Chapter 16
CHAPTER SIXTEEN
CALLIE
I’m beginning to wonder if Gavin stress-bakes. I woke up to a divine quiche Florentine, shortly followed by the smell of baking sourdough. When I popped into the kitchen a few minutes ago to fill my water bottle, I found something else rising on the counter beneath a large cloth.
I lift the cloth to find some sort of bread roll. Why would he make a loaf of sourdough and rolls if it wasn’t a stress response?
The kitchen door swings open, and Gavin stops on the threshold with a guilty look.
He pauses before stepping in front of me and pulling open the oven to remove the sourdough loaf.

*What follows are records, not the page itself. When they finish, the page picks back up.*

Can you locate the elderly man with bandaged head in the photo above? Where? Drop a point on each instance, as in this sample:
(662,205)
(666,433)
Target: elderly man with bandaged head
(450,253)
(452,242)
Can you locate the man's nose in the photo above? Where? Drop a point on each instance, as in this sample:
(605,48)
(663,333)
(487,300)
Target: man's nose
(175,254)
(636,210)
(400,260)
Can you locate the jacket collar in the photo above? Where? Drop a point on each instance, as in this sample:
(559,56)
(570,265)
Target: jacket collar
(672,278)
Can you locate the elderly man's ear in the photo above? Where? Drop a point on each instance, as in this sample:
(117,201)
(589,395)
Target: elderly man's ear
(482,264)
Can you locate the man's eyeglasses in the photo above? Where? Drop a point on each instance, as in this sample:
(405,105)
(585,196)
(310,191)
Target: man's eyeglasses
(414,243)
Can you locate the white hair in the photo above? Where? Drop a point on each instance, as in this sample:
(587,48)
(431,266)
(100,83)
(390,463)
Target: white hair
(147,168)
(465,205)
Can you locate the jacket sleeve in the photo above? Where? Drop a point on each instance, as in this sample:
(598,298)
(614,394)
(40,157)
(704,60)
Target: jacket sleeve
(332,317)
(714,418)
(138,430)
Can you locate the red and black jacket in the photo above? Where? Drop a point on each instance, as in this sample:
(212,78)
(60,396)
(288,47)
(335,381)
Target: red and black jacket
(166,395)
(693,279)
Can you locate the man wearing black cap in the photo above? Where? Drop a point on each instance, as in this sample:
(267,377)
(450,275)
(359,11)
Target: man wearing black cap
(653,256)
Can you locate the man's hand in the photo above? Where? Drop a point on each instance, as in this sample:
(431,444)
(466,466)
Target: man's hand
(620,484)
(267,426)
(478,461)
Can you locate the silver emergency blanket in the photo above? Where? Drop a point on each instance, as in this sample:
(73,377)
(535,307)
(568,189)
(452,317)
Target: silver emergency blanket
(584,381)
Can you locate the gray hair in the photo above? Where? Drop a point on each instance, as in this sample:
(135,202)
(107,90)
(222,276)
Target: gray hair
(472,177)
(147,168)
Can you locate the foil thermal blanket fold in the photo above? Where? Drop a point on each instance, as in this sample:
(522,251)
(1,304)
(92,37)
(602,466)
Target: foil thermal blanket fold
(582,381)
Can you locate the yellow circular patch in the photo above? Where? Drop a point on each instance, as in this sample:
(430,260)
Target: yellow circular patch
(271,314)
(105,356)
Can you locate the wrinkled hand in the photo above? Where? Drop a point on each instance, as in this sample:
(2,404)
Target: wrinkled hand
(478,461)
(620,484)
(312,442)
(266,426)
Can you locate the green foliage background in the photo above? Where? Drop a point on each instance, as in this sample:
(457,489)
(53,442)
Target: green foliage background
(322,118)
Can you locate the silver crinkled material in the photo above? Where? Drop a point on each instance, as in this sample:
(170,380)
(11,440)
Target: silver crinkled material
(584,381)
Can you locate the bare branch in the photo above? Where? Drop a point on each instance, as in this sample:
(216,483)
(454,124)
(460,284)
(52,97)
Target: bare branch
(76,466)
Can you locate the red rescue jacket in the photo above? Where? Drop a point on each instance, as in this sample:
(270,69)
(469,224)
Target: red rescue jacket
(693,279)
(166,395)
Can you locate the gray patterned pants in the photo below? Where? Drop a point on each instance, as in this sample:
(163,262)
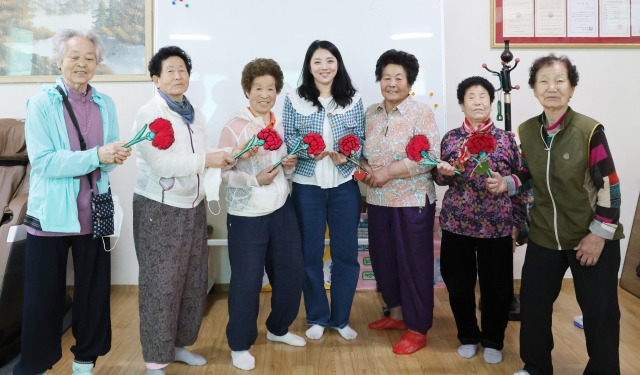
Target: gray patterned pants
(171,246)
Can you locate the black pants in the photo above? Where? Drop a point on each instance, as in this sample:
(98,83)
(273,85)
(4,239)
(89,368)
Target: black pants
(268,243)
(44,295)
(463,260)
(597,294)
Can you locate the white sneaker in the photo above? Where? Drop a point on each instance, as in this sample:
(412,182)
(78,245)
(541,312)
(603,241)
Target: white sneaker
(492,356)
(467,350)
(81,368)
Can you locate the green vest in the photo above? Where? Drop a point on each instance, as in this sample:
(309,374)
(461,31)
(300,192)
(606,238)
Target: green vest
(564,194)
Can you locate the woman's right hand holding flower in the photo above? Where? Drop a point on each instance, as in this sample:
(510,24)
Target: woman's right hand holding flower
(266,176)
(113,153)
(252,151)
(496,184)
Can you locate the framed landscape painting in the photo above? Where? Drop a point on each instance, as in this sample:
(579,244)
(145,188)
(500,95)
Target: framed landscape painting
(27,27)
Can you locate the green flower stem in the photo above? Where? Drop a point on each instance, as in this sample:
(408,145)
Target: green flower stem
(299,146)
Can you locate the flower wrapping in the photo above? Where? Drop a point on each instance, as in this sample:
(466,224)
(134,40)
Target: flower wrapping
(481,144)
(160,134)
(315,142)
(417,148)
(164,137)
(271,138)
(312,142)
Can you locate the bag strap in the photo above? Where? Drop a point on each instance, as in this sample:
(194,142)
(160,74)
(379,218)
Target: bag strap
(83,144)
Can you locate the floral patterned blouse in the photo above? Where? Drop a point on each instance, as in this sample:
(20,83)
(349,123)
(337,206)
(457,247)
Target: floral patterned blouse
(468,208)
(386,139)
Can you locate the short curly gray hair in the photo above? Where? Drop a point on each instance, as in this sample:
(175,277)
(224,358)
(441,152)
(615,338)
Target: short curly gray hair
(61,38)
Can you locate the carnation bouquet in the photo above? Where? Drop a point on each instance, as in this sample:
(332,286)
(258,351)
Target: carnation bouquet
(480,146)
(312,142)
(349,146)
(160,134)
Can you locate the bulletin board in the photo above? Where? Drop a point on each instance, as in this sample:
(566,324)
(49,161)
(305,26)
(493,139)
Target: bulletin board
(223,36)
(565,23)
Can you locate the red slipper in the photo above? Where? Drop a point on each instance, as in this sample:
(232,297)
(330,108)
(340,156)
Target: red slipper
(410,343)
(388,323)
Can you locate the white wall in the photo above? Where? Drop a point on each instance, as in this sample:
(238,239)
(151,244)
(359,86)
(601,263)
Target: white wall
(607,91)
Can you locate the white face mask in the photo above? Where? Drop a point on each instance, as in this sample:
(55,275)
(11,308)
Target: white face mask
(212,180)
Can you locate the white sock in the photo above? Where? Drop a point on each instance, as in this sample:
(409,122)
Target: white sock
(288,338)
(467,350)
(192,359)
(243,360)
(347,332)
(315,332)
(492,356)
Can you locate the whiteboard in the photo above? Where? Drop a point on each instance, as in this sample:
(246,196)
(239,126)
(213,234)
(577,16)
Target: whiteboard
(223,36)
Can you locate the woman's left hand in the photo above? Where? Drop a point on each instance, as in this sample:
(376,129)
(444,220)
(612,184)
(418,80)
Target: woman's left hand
(113,153)
(445,168)
(378,178)
(338,158)
(589,249)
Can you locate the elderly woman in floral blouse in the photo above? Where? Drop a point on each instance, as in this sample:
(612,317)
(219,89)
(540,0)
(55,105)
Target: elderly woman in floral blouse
(401,202)
(478,228)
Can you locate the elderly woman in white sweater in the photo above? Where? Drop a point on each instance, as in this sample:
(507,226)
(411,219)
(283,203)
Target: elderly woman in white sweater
(169,217)
(262,227)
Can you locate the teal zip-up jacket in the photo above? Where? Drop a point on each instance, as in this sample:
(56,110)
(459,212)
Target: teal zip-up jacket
(53,189)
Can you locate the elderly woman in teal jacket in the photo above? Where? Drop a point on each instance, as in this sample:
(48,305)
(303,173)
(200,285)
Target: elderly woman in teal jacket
(71,152)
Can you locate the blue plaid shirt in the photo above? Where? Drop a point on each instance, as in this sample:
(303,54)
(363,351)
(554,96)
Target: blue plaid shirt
(300,118)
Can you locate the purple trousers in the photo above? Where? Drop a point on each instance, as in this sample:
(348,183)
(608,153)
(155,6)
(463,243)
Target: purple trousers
(401,249)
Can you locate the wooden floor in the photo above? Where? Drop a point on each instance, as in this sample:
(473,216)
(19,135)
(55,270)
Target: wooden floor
(370,353)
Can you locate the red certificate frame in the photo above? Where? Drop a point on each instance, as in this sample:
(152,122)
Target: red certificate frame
(498,38)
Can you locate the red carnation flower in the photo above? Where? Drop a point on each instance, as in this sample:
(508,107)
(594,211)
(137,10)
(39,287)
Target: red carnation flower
(349,144)
(478,143)
(417,145)
(163,138)
(271,138)
(315,142)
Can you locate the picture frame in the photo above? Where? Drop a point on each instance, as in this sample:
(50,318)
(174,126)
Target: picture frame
(124,26)
(565,23)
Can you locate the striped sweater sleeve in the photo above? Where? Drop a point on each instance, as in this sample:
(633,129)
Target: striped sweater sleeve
(604,176)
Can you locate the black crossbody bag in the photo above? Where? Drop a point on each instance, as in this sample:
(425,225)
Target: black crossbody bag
(102,209)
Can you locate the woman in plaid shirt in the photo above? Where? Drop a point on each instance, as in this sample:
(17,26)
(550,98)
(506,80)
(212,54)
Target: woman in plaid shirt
(324,190)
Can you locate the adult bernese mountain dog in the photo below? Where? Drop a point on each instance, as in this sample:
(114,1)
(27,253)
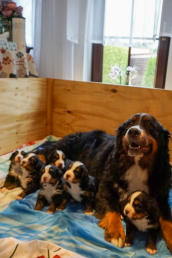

A plume of warm air hits me in the legs and the scent of baking bread washes over the room anew, full and yeasty with a twinge of sour.
“Do you think you have enough bread?” I ask, leaning against the counter and hooking a thumb toward the rolls.
He ignores that. “They’re halfway here, Callie.”
My heart leaps. “You’ve spoken to Hamish?”
“Aye, and I need to have something to feed them.”
I don’t process what he’s saying, because all I can think of is my sister in a car somewhere between the Cotswolds and here. I can’t wait to hug her, to squeeze my nephew, to see my brother-in-law. “We need to decorate. We need a tree! Where’s your tree?”
Gavin pulls a second loaf from the oven and sets it on the stove to cool. His blue eyes find mine with more patience than I have for myself. “There are plenty in the hills behind the house. I thought you’d like to wait for them to arrive so you can choose a tree together.”
“Oh, yes. Good idea.” Luna will love that, at least. “What about the boxes of decorations?”
“They’re waiting on the sofa.”
How did he know? How did I not see them when I passed through the living room?
I hurry out of the kitchen and find the boxes we’d pulled out of the shed, lined up precisely where he said they’d be.
Tinsel garland that had seen many years of holidays, red velvet ribbons, and greenery fill the boxes, along with nutcrackers and wreaths.
Wide red and green tartan ribbon and a tartan tree skirt take up space in one of the boxes, so I set those aside with ornaments and twinkle lights.
Gavin follows me into the living room with two steaming mugs, handing me one. I take it, inhaling the scent of peppermint, and sip at the tea. It feels festive, all we’re missing is—
Wham! fills the room. A startled laugh bursts from me.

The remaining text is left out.